Singer ve Singer’ın (1992) çalışmasında ortaya çıkan bir cinsiyet farklılığı, erkeklerin kızlara göre daha sık hayvan arkadaşları olduğu, kızların ise daha büyük ölçüde insan taklidi oyun arkadaşları olduğu yönündedir. Ek olarak, kızların karşı cinsten hayali arkadaşlara sahip olma olasılığı daha yüksektir. Yaptıkları çalışmada sonuçlar, kızların %42’sinin, erkeklerin ise sadece %13’ünün karşı cinsten hayali arkadaşı olduğu yönündedir. Başka bir çalışmada, kızların hayali arkadaşlarının kendilerinden daha az yetkin olduğu, erkeklerin ise hayranlık duyulan ve idealize edilen hayali arkadaşları olduğu bulunmuştur (Harter ve Chao 1992). Kızların hayali arkadaşları beceri bakımından çocuktan daha güçsüzken, erkeklerinki kahraman ya da idoldür. Yazarlara göre bu, ustalık ve yeterlilik konularında cinsiyetler arası farklılığa işaret etmektedir.

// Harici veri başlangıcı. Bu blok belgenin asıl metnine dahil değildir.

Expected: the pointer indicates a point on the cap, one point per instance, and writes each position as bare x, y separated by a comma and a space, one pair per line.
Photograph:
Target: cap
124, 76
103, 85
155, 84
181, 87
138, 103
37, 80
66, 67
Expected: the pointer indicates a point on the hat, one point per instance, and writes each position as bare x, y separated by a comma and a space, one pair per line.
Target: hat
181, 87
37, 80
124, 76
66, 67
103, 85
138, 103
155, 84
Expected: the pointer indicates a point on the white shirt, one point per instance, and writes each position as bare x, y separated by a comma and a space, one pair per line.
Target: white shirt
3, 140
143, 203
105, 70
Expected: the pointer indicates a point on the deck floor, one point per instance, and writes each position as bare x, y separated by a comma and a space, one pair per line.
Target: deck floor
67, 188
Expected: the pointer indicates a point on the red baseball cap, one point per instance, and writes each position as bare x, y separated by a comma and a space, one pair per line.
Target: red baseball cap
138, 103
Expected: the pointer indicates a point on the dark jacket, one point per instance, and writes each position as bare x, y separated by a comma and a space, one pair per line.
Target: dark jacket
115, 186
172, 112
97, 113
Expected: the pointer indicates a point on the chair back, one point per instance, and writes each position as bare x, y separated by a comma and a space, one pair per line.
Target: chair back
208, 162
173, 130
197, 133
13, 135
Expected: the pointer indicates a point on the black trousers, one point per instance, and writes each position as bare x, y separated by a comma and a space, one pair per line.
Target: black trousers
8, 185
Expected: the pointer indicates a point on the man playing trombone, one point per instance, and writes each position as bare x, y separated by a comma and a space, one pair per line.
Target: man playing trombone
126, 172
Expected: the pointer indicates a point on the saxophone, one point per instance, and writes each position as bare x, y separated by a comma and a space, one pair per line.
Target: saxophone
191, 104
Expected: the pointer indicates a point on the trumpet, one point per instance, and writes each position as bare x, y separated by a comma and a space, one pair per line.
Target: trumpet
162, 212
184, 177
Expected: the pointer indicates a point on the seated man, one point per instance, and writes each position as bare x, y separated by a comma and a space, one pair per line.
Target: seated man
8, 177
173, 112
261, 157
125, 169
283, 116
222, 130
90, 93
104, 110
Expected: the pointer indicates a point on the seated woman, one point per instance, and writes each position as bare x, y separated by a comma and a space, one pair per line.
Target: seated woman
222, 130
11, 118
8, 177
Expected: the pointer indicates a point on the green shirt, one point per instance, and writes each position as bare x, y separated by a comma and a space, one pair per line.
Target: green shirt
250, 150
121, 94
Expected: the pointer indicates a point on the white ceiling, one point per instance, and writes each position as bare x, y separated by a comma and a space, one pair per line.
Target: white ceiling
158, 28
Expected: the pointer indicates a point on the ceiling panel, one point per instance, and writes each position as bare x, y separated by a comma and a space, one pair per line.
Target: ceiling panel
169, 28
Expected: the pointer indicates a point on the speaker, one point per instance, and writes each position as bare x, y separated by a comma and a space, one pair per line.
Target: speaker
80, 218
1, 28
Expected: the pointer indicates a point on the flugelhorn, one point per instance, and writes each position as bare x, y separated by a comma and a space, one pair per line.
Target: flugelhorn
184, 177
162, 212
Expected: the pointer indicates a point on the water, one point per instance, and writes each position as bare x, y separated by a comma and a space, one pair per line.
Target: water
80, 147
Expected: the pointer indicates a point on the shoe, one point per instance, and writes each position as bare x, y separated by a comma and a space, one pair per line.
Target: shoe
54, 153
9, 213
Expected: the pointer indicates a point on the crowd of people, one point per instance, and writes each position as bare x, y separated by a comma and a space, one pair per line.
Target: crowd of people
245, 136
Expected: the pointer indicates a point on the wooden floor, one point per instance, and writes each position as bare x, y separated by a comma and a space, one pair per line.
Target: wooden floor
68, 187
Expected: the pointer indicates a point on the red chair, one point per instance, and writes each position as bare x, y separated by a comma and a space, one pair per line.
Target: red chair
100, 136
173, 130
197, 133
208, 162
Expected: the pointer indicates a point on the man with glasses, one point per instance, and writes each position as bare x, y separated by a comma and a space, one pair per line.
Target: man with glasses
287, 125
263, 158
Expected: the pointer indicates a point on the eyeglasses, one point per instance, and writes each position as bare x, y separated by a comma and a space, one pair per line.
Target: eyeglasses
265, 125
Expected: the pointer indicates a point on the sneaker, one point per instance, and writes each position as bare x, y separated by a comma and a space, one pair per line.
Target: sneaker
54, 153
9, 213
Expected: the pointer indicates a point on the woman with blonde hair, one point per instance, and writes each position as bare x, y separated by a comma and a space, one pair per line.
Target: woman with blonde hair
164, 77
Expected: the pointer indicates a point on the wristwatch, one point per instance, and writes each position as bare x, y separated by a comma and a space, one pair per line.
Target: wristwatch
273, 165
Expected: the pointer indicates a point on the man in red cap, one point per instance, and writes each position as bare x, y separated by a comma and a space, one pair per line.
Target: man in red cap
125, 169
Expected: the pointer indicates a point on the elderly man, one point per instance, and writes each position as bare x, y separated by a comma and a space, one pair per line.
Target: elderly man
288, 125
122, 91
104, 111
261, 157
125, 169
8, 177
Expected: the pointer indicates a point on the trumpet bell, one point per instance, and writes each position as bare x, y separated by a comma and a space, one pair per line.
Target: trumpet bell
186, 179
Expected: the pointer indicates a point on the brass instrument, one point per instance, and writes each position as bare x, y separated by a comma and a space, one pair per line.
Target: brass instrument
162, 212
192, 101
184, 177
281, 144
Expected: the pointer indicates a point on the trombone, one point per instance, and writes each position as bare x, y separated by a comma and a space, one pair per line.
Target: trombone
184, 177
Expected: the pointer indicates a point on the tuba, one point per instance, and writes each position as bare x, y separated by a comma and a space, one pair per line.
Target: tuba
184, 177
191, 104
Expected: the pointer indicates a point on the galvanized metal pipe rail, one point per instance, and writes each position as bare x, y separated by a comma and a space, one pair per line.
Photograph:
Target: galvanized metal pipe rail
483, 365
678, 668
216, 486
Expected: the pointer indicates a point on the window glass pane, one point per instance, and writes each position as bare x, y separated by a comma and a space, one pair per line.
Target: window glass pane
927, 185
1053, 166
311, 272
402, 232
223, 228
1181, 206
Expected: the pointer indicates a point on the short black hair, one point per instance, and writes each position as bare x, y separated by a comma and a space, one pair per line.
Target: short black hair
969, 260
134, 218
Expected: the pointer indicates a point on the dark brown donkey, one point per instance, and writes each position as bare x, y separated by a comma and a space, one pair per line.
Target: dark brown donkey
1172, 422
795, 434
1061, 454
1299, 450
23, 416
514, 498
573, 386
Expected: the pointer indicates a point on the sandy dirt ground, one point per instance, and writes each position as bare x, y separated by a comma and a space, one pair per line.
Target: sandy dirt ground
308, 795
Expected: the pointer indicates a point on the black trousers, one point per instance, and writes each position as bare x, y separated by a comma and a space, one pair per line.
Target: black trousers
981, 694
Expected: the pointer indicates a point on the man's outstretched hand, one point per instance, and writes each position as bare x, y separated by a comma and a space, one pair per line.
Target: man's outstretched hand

Hayali arkadaşları olan çocukların aile dinamikleri ve ailedeki doğum sırasına yönelik bazı araştırmalara göre tek çocukların yanı sıra ilk doğan çocukların daha büyük ölçüde hayali arkadaşları vardır (Hurlock ve Burstein 1932, Bouldin ve Pratt 1999, Taylor 1999, Gleason ve ark. 2000). Bununla birlikte, bu çalışmaların birçoğunda, hayali oyun arkadaşları hakkında veri elde etmek için ebeveyn raporları kullanılmıştır. Bu nedenle, alternatif bir açıklama, ebeveynlerin yalnızca ilk doğan çocuklarda hayali arkadaşlık gözlemlemeleri veya küçük kardeşlerin hayali arkadaşlarını daha büyük ölçüde gizli tutması yönündedir.

Gelişimsel özellikler

Literatürde, hayali arkadaşların çocukların bilişsel gelişimini desteklediğini gösteren çalışmalar mevcuttur. Örneğin, erken çocukluk döneminde hayali oyun arkadaşları olan çocuklarda zihin teorisinin daha iyi geliştiği bilinmektedir (Taylor ve Carlson 1997). Hayali arkadaşları olan bu çocukların hayali arkadaşlarıyla oynadıkları oyun yoluyla diğer insanların zihinlerini anlamaya çalıştıkları düşünülmektedir.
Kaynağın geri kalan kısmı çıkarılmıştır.